Have you ever seen a cyborg animal? A team of scientists has successfully created a stingray robot that behaves exactly like a real-life stingray, but is powered by rat muscles, light cues and a gold skeleton.

The robot is a project of Harvard's Disease Biophysics Group and is pioneered by Kevin Kit Parker. Talking with Gizmodo, Parker said he got the idea to build a stingray robot after a visit to the New England Aquarium, where his daughter tried to pet a stingray but the animal quickly moved away.

“It struck me like a thunderbolt that I could build that system in the musculature, and that it would look very much like the [muscular] layer of the heart," he said.

According to the study published in the journal Science, the team started building the cyborg, soft-tissue stingray by making a neutrally charged gold skeleton, which would hold the robot's body.

Parker and his team then added layers of flexible polymer to act as its skin, while around 200,000 light-sensitive rat heart muscles, called as cardiomyocytes, were added on top of the skin. The result is a 16-millimeter robot stingray that weighs just 10 grams.

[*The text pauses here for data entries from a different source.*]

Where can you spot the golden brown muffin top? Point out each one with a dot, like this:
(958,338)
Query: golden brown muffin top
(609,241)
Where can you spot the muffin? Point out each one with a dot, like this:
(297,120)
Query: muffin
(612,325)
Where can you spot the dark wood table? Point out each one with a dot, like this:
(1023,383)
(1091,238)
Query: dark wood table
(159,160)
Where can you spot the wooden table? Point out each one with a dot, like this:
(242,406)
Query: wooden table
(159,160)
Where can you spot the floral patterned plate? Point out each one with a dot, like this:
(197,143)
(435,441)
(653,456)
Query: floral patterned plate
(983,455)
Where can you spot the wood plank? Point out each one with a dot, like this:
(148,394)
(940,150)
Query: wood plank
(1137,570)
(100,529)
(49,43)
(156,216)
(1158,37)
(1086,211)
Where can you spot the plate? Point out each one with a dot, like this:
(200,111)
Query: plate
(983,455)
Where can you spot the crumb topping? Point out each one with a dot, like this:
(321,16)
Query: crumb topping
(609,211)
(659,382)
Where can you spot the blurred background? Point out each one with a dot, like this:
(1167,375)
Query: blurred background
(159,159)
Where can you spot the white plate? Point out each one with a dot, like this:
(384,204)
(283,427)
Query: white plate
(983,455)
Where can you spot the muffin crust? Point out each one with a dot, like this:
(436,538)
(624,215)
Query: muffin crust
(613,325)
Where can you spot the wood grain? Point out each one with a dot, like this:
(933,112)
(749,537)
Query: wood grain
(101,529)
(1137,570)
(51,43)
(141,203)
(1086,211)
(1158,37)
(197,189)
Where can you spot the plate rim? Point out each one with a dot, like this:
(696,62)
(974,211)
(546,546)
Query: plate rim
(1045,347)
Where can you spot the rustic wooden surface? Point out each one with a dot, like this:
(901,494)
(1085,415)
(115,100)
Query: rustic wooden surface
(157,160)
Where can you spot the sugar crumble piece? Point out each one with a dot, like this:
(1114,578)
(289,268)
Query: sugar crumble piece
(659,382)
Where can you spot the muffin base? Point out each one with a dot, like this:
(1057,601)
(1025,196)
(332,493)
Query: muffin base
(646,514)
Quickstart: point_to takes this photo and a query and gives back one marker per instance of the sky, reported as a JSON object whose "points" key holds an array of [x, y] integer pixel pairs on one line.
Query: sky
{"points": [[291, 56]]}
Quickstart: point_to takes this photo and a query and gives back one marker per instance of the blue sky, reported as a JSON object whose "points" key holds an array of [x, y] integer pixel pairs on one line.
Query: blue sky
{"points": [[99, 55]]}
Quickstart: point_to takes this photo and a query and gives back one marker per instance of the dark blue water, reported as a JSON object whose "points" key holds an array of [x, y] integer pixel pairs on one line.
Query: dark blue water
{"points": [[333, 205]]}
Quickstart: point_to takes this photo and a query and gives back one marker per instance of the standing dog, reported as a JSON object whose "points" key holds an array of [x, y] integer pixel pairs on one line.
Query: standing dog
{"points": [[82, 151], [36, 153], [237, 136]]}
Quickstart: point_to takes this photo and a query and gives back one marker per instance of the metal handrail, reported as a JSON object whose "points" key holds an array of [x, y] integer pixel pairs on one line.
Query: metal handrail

The robot stingray, which is a hybrid of biological and synthetic components, moves via the rat muscles. The robot fins' contract and move downward when the cardiomyocytes are exposed to light.

Meanwhile, apart from support, the gold skeleton is also designed to store downward energy, that when released, makes the stingray robot move upward.

To control the direction of the robot's movement, the researchers used asymmetrical pulses of light to navigate the stingray robot while different light frequencies could tweak its speed.

According to Parker, this new discovery opens doors to creating better artificial hearts. Through the robot, Parker will be able to understand and study the heart and what other parts of the body could help in blood flow.

“With the exception of crustaceans, almost all marine life forms have muscles designed to move fluid. To advance our studies of the heart we have started looking at marine life forms and the muscular pumps they represent," he said.